La féroce répression qui s’abat sur l’opposition fait l’unanimité contre le régime syrien. Mais les minorités sont inquiètes. Par Henrik Lindell. Source site de Témoignage Chrétien

Plus de 500 personnes tuées. Au moins 3 000 arrestations. Tel serait le bilan, très provisoire, de six semaines de soulèvement populaire en Syrie.

Inspiré par le « printemps arabe », ce mouvement de protestation hétéroclite réclamait dans un premier temps des réformes démocratiques et des pratiques moins corrompues de la part du régime et des élites locales. Il ne réclamait pas le départ du président Bachar Al-Assad.

Celui-ci a été acculé à faire un geste, le 16 avril, en promettant la levée de l’état d’urgence et différentes réformes démocratiques.

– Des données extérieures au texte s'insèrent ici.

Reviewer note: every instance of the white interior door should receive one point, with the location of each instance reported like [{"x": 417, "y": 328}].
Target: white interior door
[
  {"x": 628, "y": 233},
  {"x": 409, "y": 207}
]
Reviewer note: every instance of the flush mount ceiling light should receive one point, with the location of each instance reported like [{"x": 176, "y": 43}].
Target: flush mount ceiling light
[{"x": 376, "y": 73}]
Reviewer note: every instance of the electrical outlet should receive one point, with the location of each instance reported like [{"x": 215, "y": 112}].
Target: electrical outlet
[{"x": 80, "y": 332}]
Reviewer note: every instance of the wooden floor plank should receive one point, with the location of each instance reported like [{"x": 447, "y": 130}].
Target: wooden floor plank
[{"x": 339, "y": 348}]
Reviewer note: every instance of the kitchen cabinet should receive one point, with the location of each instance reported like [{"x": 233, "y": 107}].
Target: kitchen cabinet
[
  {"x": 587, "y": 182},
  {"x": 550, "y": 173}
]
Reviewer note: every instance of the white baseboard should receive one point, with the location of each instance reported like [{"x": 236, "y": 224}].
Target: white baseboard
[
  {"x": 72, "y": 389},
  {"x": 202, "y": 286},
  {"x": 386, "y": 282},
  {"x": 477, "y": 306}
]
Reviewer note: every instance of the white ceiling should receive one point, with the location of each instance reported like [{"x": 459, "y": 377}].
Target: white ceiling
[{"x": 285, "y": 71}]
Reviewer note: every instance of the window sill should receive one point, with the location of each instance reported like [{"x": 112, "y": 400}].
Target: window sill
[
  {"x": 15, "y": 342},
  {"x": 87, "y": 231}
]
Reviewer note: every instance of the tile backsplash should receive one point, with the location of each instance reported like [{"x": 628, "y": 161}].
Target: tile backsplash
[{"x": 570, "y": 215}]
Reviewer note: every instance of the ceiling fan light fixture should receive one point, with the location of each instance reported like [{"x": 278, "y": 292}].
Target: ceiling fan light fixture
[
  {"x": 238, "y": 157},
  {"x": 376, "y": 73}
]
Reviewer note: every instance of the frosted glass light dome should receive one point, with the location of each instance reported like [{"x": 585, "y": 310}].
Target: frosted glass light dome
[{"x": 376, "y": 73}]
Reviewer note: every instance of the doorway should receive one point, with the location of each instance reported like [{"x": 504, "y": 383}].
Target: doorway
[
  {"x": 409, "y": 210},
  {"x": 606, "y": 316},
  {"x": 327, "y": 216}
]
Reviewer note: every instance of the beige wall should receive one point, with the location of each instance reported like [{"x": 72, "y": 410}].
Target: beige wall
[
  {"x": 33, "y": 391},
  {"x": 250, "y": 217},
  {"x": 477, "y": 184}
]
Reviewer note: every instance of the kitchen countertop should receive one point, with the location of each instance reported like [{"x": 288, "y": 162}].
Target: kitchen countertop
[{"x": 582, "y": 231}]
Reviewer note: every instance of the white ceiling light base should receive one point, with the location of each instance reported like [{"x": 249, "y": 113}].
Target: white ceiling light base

Mais les forces de l’ordre, notamment la Garde républicaine, formée de soldats d’élite inféodés au pouvoir, ont opposé une telle violence aux manifestants que le mouvement de révolte s’étend.

Désormais, une grande partie de la société civile syrienne semble réclamer un changement de régime. L’Union européenne et les États-Unis multiplient, eux, les mesures diplomatiques et économiques à l’encontre de Bachar al-Assad, mais aucune puissance occidentale n’a l’intention d’intervenir militairement dans ce pays.

Bachar al-Assad entend bien quant à lui mater un soulèvement attribué aux mouvements islamistes interdits, comme les Frères musulmans et d’autres organisations sunnites. Un peu comme en 1982, lorsque le père de Bachar, Hafez al-Assad, envoya son armée massacrer au moins 10 000 personnes dans la ville de Hama pour mettre fin à un soulèvement de mouvements islamistes, plusieurs villes et villages ont été le théâtre ces dernières semai­nes de véritables campagnes de terreur, surtout dans les milieux sunnites.

Et de fait, la contestation semble particulièrement bien relayée parmi eux. Du Djihad islamique aux Frères musulmans, tous condamnent le régime « corrompu » de Bachar Al-Assad.

SUNNITES

Mais le conflit n’a rien de religieux. En Syrie, comme dans d’autres pays arabes, le pouvoir repose sur un fragile équilibre de la terreur entre groupes ethniques et/ou religieux.

Le régime actuel s’appuie théoriquement sur des valeurs socialistes et laïques du parti baasiste. Or, les al-Assad représentent surtout la communauté alaouite, une branche dissidente du chiisme. Les principaux postes à responsabilités du pays sont occupés par des alaouites. Ces derniers représentent 10 % de la population (74 % pour les sunnites) et dominent particulièrement au sein de l’armée.

Le pouvoir donne aussi aux autres minorités religieuses et culturelles, notamment les chrétiens, les druzes et les ismaéliens, un statut et des libertés enviables dans le monde arabe. Sur 22 millions d’habitants, 2,3 millions sont des chrétiens, très majoritairement orthodoxes. Dans leurs milieux, comme chez les alaouites, il est très rare d’entendre des appels à la démission du président. Bien au contraire. Ils craignent de vivre sous la domination des musulmans sunnites.

Le régime risque finalement de fournir le prétexte religieux que les mouvements islamistes recherchent. C’est bien autour des mosquées, après la prière le vendredi, que les manifestations sont organisées. C’est le cas à Homs, Banis ou dans les banlieues de Damas. À Dera, petite ville dans le sud du pays de 75 000 habitants, la mosquée Omari est devenue une sorte de QG pour les manifestants. C’est là où la révolte syrienne a commencé le 15 mars.

Mais la raison directe du mouvement n’a rien de religieux : des lycéens, accusés de faire des graffiti antigouvernementaux sur les murs, avaient été arrêtés, puis violés par les forces de sécurité avant d’être remis à leurs familles.